Saturday, 27 January 2007

Amid strong data, ECB asks markets: Are you feeling lucky?

There was more good news for the US economy yesterday. Reuters reports:

New-home sales rose 4.8 percent in December to an annual pace of 1.12 million units. The median sales price rose to $235,000 in December from $232,200 in November, as builders cut the number of homes on the market to avoid inventory buildups.

Orders for U.S.-made durable goods -- items intended to last three years or more -- rose 3.1 percent in December. While much of the gain came from strong demand for Boeing jetliners, other components like machinery and primary metals also posted sharp hikes...

Analysts said recent indicators imply more underlying resilience in the economy than previously realized...

Some worried the next interest-rate move could be up.

If the next interest-rate move by the Fed is up, it would be following in the footsteps of the Bank of England, whose own resumption of monetary tightening last year might finally be making a serious dent on the UK housing market. From Reuters:

Mortgage approvals fell 11.1 percent in December from a year ago to 45,533, the first annual fall since April, a survey showed on Friday, indicating higher borrowing costs may be dampening demand.

The British Bankers' Association left its figure for underlying net mortgage lending reported last week unrevised at an increase of 5.8 billion pounds, a robust figure but well below the record 6.7 billion pounds' rise recorded in November.

Meanwhile, the even-lower interest rates in Japan have not put too much upward pressure on prices, at least not in Japan itself. From AFP/CNA:

Japanese core consumer prices rose by 0.1 percent in December from a year earlier, the government said on Friday as deflationary pressure eases in the country...

The December core consumer price index (CPI) for Tokyo alone – the leading indicator for national price trends – rose 0.2 percent compared with a year earlier.

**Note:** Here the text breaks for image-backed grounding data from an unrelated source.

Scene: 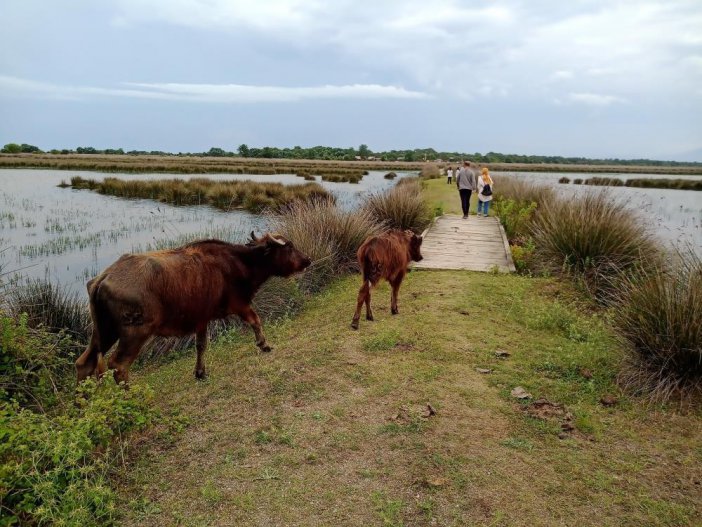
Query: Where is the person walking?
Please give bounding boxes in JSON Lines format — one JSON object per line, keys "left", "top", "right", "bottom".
{"left": 456, "top": 161, "right": 477, "bottom": 219}
{"left": 477, "top": 167, "right": 494, "bottom": 217}
{"left": 446, "top": 166, "right": 453, "bottom": 184}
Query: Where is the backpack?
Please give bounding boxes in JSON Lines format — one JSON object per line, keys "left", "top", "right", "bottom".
{"left": 482, "top": 183, "right": 492, "bottom": 196}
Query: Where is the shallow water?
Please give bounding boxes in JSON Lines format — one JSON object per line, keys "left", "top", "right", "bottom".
{"left": 0, "top": 169, "right": 410, "bottom": 293}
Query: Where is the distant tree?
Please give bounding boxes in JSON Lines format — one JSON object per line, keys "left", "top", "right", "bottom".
{"left": 76, "top": 146, "right": 98, "bottom": 154}
{"left": 261, "top": 146, "right": 274, "bottom": 158}
{"left": 20, "top": 143, "right": 41, "bottom": 153}
{"left": 238, "top": 144, "right": 250, "bottom": 157}
{"left": 2, "top": 143, "right": 22, "bottom": 153}
{"left": 206, "top": 147, "right": 226, "bottom": 157}
{"left": 358, "top": 144, "right": 371, "bottom": 159}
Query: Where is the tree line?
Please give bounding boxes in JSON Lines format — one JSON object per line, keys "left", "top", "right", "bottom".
{"left": 2, "top": 142, "right": 700, "bottom": 167}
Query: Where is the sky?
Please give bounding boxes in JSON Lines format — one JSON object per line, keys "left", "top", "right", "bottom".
{"left": 1, "top": 0, "right": 701, "bottom": 160}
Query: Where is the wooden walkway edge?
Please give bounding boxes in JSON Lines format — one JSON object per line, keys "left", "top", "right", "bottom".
{"left": 413, "top": 214, "right": 516, "bottom": 272}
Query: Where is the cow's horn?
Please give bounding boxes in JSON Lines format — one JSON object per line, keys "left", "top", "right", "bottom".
{"left": 249, "top": 230, "right": 257, "bottom": 242}
{"left": 270, "top": 235, "right": 286, "bottom": 246}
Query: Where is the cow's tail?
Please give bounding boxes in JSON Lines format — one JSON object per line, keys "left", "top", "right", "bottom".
{"left": 79, "top": 275, "right": 113, "bottom": 377}
{"left": 362, "top": 252, "right": 382, "bottom": 288}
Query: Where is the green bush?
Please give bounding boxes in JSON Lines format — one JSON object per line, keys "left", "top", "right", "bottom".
{"left": 615, "top": 251, "right": 702, "bottom": 403}
{"left": 492, "top": 198, "right": 537, "bottom": 241}
{"left": 0, "top": 379, "right": 155, "bottom": 526}
{"left": 1, "top": 313, "right": 77, "bottom": 411}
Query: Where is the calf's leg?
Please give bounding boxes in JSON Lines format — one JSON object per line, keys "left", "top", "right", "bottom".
{"left": 240, "top": 306, "right": 271, "bottom": 352}
{"left": 194, "top": 329, "right": 208, "bottom": 380}
{"left": 390, "top": 274, "right": 405, "bottom": 315}
{"left": 351, "top": 281, "right": 371, "bottom": 330}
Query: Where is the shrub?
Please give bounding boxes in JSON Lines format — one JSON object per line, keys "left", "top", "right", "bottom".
{"left": 573, "top": 178, "right": 583, "bottom": 185}
{"left": 362, "top": 179, "right": 432, "bottom": 233}
{"left": 1, "top": 313, "right": 77, "bottom": 411}
{"left": 0, "top": 378, "right": 155, "bottom": 526}
{"left": 615, "top": 250, "right": 702, "bottom": 403}
{"left": 492, "top": 198, "right": 537, "bottom": 241}
{"left": 384, "top": 172, "right": 397, "bottom": 179}
{"left": 7, "top": 279, "right": 90, "bottom": 342}
{"left": 558, "top": 177, "right": 570, "bottom": 184}
{"left": 531, "top": 191, "right": 660, "bottom": 301}
{"left": 510, "top": 237, "right": 537, "bottom": 274}
{"left": 420, "top": 164, "right": 441, "bottom": 179}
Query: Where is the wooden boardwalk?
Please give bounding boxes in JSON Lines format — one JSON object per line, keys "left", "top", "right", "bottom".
{"left": 413, "top": 214, "right": 516, "bottom": 272}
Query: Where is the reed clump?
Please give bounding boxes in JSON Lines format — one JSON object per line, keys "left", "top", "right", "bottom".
{"left": 68, "top": 176, "right": 332, "bottom": 213}
{"left": 558, "top": 176, "right": 570, "bottom": 184}
{"left": 362, "top": 178, "right": 432, "bottom": 233}
{"left": 584, "top": 177, "right": 625, "bottom": 186}
{"left": 7, "top": 279, "right": 90, "bottom": 342}
{"left": 625, "top": 178, "right": 702, "bottom": 191}
{"left": 615, "top": 250, "right": 702, "bottom": 404}
{"left": 531, "top": 191, "right": 660, "bottom": 301}
{"left": 271, "top": 197, "right": 384, "bottom": 287}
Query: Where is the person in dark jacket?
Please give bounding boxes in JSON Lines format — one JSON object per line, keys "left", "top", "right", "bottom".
{"left": 456, "top": 161, "right": 477, "bottom": 219}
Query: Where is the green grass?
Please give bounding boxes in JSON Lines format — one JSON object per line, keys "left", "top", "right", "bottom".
{"left": 116, "top": 271, "right": 701, "bottom": 526}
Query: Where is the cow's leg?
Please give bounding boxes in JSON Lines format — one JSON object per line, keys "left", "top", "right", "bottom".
{"left": 364, "top": 282, "right": 374, "bottom": 321}
{"left": 240, "top": 306, "right": 271, "bottom": 353}
{"left": 194, "top": 329, "right": 208, "bottom": 380}
{"left": 108, "top": 329, "right": 149, "bottom": 385}
{"left": 390, "top": 274, "right": 405, "bottom": 315}
{"left": 352, "top": 281, "right": 370, "bottom": 330}
{"left": 75, "top": 330, "right": 117, "bottom": 382}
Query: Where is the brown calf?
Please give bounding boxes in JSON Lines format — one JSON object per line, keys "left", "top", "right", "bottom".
{"left": 351, "top": 230, "right": 423, "bottom": 329}
{"left": 75, "top": 232, "right": 311, "bottom": 384}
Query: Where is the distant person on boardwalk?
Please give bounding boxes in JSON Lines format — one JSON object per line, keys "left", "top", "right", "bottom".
{"left": 477, "top": 167, "right": 493, "bottom": 217}
{"left": 446, "top": 166, "right": 453, "bottom": 184}
{"left": 456, "top": 161, "right": 477, "bottom": 219}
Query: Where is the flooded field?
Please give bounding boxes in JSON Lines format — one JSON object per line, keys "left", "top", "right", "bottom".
{"left": 0, "top": 169, "right": 411, "bottom": 292}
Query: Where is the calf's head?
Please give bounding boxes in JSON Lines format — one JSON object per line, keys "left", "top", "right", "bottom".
{"left": 405, "top": 230, "right": 424, "bottom": 262}
{"left": 249, "top": 231, "right": 312, "bottom": 276}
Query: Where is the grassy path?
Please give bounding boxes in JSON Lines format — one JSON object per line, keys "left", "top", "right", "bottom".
{"left": 120, "top": 271, "right": 700, "bottom": 526}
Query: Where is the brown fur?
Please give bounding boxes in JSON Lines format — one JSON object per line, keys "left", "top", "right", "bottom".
{"left": 76, "top": 233, "right": 311, "bottom": 384}
{"left": 351, "top": 230, "right": 423, "bottom": 329}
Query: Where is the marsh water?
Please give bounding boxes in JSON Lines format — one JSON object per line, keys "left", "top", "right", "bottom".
{"left": 0, "top": 168, "right": 700, "bottom": 295}
{"left": 0, "top": 169, "right": 411, "bottom": 293}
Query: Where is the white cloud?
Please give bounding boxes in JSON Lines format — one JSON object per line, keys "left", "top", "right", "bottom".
{"left": 0, "top": 75, "right": 429, "bottom": 103}
{"left": 566, "top": 93, "right": 627, "bottom": 106}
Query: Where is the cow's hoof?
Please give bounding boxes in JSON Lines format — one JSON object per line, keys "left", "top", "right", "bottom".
{"left": 391, "top": 308, "right": 399, "bottom": 315}
{"left": 195, "top": 370, "right": 207, "bottom": 381}
{"left": 366, "top": 315, "right": 374, "bottom": 321}
{"left": 351, "top": 321, "right": 359, "bottom": 330}
{"left": 260, "top": 345, "right": 272, "bottom": 353}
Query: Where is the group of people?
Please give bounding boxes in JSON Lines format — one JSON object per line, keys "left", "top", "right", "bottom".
{"left": 446, "top": 161, "right": 493, "bottom": 219}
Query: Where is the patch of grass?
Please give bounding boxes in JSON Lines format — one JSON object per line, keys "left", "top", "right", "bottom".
{"left": 500, "top": 437, "right": 534, "bottom": 451}
{"left": 372, "top": 491, "right": 405, "bottom": 527}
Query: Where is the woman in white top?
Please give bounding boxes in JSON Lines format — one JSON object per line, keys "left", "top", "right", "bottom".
{"left": 477, "top": 167, "right": 493, "bottom": 217}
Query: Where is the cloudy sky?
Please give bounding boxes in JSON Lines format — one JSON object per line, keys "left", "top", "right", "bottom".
{"left": 1, "top": 0, "right": 701, "bottom": 160}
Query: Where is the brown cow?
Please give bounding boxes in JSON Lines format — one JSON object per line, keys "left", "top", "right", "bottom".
{"left": 351, "top": 230, "right": 423, "bottom": 330}
{"left": 75, "top": 232, "right": 311, "bottom": 384}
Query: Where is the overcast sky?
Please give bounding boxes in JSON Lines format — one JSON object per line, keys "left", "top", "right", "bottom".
{"left": 1, "top": 0, "right": 701, "bottom": 160}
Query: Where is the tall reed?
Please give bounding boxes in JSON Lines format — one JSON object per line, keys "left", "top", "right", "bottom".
{"left": 362, "top": 178, "right": 432, "bottom": 233}
{"left": 615, "top": 250, "right": 702, "bottom": 404}
{"left": 531, "top": 191, "right": 660, "bottom": 301}
{"left": 271, "top": 197, "right": 383, "bottom": 288}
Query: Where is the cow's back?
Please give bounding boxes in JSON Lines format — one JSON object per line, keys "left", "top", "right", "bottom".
{"left": 357, "top": 233, "right": 409, "bottom": 282}
{"left": 94, "top": 246, "right": 230, "bottom": 334}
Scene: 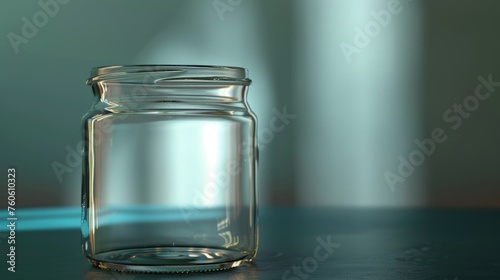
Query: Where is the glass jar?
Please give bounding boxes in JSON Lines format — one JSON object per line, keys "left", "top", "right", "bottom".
{"left": 81, "top": 65, "right": 258, "bottom": 273}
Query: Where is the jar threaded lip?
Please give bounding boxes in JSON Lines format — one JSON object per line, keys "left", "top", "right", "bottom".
{"left": 87, "top": 65, "right": 252, "bottom": 86}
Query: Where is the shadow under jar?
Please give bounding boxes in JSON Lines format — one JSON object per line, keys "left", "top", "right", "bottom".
{"left": 81, "top": 65, "right": 258, "bottom": 273}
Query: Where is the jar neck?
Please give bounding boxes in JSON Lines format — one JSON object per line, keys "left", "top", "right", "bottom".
{"left": 92, "top": 81, "right": 248, "bottom": 109}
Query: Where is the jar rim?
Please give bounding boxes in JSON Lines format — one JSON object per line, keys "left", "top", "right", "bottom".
{"left": 87, "top": 65, "right": 252, "bottom": 86}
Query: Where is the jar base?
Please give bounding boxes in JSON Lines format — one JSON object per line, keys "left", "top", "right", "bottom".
{"left": 87, "top": 247, "right": 250, "bottom": 273}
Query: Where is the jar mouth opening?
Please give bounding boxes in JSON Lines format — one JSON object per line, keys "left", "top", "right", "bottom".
{"left": 87, "top": 65, "right": 252, "bottom": 86}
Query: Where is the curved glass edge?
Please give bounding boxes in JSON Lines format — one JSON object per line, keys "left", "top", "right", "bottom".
{"left": 87, "top": 65, "right": 252, "bottom": 86}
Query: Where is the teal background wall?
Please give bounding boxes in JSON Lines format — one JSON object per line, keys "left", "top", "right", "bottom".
{"left": 1, "top": 0, "right": 499, "bottom": 208}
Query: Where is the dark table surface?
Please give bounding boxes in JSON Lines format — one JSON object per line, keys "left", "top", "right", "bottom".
{"left": 2, "top": 207, "right": 500, "bottom": 280}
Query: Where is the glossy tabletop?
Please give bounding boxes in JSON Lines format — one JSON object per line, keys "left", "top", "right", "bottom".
{"left": 2, "top": 207, "right": 499, "bottom": 279}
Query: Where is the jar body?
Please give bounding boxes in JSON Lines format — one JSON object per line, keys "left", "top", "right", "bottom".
{"left": 81, "top": 66, "right": 257, "bottom": 272}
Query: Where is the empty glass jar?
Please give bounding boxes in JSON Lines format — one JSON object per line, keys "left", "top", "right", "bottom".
{"left": 81, "top": 65, "right": 258, "bottom": 273}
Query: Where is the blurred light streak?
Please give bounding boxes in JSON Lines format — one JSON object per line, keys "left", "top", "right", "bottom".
{"left": 293, "top": 0, "right": 425, "bottom": 207}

Many expect the Bank of Japan to raise rates soon anyway.

Even more hawkish is the European Central Bank. And with good reason in view of the latest figures. From AFX/Forbes:

Euro zone M3 money supply in December grew at a rate of 9.7 pct year-on-year, up from the 9.3 pct growth rate in November, the European Central Bank said...

Loans to the private sector grew 10.7 pct year-on-year in December, down from November's 11.2 pct growth rate.

And if further rate hikes from the ECB hurt financial markets, well...too bad. From Bloomberg:

European Central Bank council member Axel Weber said investors shouldn't expect central banks to bail them out in the event of an "abrupt" drop in financial markets.

"If you misprice risk, don't come looking to us for liquidity assistance," Weber said in an interview in Davos, Switzerland at the annual meeting of the World Economic Forum. "The longer this goes on and the more risky positions are built up over time, the more luck you need."